With all this high-level structure, transcription of DNA is not so much a matter of slotting the parts in place as tugging on the rope. DNA is highly curved around the nucleosomes, the inward-facing groove compressed and the outer one widened. (This bending is sequence-dependent: AáT-rich regions have the minor groove facing inwards, CáG regions place it on the outside.) RNA polymerase, at 13 by 14 nm, is about the same size as the nucleosome, yet it binds to a region of DNA around 50 bp long: about a quarter of the entire histone-bound length. So clearly some DNA must leave the surface of the histone core for transcription to proceed. But this core needn't be displaced completely. The histone disk actually has a considerable amount of mobility, sometimes described as a corkscrew motion through the DNA coil. The reality is undoubtedly more complex, involving a kind of diffusion of localized defects in the DNA-histone contact.
This mesoscale mechanical behaviour may be governed by chemical switches.
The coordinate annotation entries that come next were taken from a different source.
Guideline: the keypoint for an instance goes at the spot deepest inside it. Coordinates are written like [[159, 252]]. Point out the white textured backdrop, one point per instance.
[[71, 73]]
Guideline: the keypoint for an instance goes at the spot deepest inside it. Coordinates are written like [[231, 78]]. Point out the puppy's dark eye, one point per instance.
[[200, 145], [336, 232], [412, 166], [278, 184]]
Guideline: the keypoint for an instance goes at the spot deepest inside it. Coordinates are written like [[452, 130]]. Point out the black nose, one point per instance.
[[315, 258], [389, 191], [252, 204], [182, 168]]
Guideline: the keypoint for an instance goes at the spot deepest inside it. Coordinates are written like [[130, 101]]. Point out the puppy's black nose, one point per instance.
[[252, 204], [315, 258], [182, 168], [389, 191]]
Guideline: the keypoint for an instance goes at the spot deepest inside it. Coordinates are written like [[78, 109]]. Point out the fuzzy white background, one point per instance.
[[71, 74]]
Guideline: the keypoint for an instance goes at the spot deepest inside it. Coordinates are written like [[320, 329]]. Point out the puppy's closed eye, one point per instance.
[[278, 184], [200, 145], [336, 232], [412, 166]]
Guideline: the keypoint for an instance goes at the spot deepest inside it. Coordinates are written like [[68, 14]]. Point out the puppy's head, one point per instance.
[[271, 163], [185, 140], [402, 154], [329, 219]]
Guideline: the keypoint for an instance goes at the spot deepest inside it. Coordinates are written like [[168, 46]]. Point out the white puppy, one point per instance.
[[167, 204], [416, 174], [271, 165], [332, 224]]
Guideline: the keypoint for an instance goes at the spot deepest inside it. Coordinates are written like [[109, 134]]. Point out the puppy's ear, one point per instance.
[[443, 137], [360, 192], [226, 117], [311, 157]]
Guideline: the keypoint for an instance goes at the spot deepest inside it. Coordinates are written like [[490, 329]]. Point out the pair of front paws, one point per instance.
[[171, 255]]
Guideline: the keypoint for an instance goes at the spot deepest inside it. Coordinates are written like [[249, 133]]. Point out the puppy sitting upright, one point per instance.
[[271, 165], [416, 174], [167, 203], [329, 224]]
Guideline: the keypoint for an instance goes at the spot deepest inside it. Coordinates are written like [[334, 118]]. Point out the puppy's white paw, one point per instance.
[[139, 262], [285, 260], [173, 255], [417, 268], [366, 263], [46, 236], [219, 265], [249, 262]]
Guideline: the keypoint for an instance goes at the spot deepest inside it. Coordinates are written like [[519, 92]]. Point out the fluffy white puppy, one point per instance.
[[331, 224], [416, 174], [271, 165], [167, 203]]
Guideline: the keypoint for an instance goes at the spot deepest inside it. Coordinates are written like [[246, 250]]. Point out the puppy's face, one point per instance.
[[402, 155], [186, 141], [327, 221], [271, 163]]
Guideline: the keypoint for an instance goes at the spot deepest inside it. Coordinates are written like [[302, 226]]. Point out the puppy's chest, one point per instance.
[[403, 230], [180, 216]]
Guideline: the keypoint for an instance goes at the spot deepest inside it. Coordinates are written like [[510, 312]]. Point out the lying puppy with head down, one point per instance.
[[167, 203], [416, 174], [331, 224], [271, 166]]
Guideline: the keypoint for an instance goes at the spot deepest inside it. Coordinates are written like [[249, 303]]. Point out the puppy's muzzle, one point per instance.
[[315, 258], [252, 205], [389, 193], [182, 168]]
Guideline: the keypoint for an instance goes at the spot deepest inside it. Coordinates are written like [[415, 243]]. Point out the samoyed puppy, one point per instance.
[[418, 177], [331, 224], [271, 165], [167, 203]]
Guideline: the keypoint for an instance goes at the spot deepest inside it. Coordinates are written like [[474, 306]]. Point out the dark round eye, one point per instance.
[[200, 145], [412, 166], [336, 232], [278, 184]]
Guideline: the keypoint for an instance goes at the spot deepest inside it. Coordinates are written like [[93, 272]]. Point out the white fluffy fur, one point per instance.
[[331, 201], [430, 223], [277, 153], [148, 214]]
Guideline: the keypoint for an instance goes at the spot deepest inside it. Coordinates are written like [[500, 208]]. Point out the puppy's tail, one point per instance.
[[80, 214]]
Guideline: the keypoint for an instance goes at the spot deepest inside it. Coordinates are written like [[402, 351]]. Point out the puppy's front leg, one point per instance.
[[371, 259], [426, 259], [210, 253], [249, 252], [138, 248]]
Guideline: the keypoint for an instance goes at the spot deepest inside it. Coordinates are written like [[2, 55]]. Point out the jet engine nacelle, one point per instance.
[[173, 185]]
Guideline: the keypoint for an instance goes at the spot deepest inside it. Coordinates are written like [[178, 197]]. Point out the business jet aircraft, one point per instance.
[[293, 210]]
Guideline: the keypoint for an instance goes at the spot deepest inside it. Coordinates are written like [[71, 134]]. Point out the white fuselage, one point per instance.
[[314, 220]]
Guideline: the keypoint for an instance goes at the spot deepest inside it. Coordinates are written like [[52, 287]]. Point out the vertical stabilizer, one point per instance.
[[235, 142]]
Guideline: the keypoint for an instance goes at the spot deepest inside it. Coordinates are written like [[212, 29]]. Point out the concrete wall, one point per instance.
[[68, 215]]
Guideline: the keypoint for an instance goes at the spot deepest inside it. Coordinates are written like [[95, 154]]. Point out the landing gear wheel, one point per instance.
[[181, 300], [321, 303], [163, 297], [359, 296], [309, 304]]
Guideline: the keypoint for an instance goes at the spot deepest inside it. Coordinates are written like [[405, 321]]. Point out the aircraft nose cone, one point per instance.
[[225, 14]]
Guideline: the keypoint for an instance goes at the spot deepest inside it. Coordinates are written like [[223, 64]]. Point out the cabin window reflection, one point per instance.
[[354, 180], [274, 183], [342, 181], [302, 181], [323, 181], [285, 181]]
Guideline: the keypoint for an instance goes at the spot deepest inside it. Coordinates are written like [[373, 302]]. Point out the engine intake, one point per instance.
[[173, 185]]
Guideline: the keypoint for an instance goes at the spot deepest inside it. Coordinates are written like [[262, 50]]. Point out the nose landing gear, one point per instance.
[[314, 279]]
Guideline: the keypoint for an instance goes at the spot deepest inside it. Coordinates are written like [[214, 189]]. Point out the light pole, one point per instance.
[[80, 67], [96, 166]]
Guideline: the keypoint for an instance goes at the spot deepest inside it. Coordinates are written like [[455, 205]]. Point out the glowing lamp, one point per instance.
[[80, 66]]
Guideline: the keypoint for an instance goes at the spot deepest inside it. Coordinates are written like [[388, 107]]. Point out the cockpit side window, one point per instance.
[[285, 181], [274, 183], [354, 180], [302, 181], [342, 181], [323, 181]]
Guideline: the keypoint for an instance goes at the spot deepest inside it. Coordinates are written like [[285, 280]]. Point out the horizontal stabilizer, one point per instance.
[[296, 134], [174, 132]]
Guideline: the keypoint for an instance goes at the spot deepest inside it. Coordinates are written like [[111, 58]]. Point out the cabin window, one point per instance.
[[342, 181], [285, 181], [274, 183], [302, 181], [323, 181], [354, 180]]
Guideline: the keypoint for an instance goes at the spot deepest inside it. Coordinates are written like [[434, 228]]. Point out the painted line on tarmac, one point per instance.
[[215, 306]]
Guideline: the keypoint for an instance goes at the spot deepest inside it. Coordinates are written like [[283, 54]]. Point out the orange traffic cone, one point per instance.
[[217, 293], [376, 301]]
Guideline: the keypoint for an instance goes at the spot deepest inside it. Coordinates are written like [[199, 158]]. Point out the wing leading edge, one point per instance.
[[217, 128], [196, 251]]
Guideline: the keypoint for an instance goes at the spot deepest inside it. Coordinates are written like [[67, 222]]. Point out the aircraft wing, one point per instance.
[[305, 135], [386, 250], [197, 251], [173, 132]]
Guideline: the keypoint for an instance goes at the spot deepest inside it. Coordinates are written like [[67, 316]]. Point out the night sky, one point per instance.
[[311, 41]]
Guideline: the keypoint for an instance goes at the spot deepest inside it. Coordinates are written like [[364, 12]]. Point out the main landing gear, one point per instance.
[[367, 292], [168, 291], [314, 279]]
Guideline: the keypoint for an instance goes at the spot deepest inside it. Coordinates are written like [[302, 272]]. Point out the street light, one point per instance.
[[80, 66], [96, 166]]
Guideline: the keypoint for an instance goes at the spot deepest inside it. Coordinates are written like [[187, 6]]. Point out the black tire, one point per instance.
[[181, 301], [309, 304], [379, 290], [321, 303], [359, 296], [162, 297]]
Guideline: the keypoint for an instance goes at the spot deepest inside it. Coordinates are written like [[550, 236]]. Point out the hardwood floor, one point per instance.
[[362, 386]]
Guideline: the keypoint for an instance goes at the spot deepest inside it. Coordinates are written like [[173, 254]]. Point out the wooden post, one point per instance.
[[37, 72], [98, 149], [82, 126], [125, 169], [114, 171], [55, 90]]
Actively transcribing chromatin contains histones modifed by acetyl groups, which seems to perturb and loosen the chromatin structure. Histones also become phosphorylated at some stages in the cell cycle, which again affects their packing. The DNA itself is also chemically labelled for transcription. Between 2 and 7 percent of the cytosines in animal nuclear DNA aren't as one sees in classic illustrations of paired bases, but have methyl groups attached. (This proportion can be as great as 30 percent in some plants.) Typically methylation occurs in paired MeCG doublets on the twin strands. Active genes, meanwhile, are generally under-methylated: the removal of some methyls is a chemical signal that the gene is ready for transcription.
If all of this destroys the pretty illusion created by the iconic model of Watson and Crick, it surely also opens up a much richer panorama. The fundamental mechanism of information transfer in nucleic acids-complementary base pairing-is so elegant that it risks blinding us to the awesome sophistication of the process. These molecules do not simply wander up to one another and start talking. They must first be designated for that task, and must then file applications at various higher levels before permission is granted. For those who would like to control these processes, and those who seek to mimic them in artificial systems, the message is that the mesoscale, far from being a regime where order and simplicity descend into unpredictable chaos, has its own structures, logic, rules and regulatory mechanisms. This is the next frontier at which will unfold the continuing story of how DNA works.
1. Poirier, M. G. & Marko, J. F. Proc. Natl Acad. Sci. USA 99, 15393-15397 (2002).
2. Van Driel, R. & Otte, A. P. (eds) Nuclear Organization, Chromatin Structure, and Gene Expression (Oxford University Press, 1997).
3. Asturias, F. J., Chung, W.-H., Kornberg, R. D. & Lorch, Y. Proc. Natl Acad. Sci. USA 99, 13477-13480 (2002).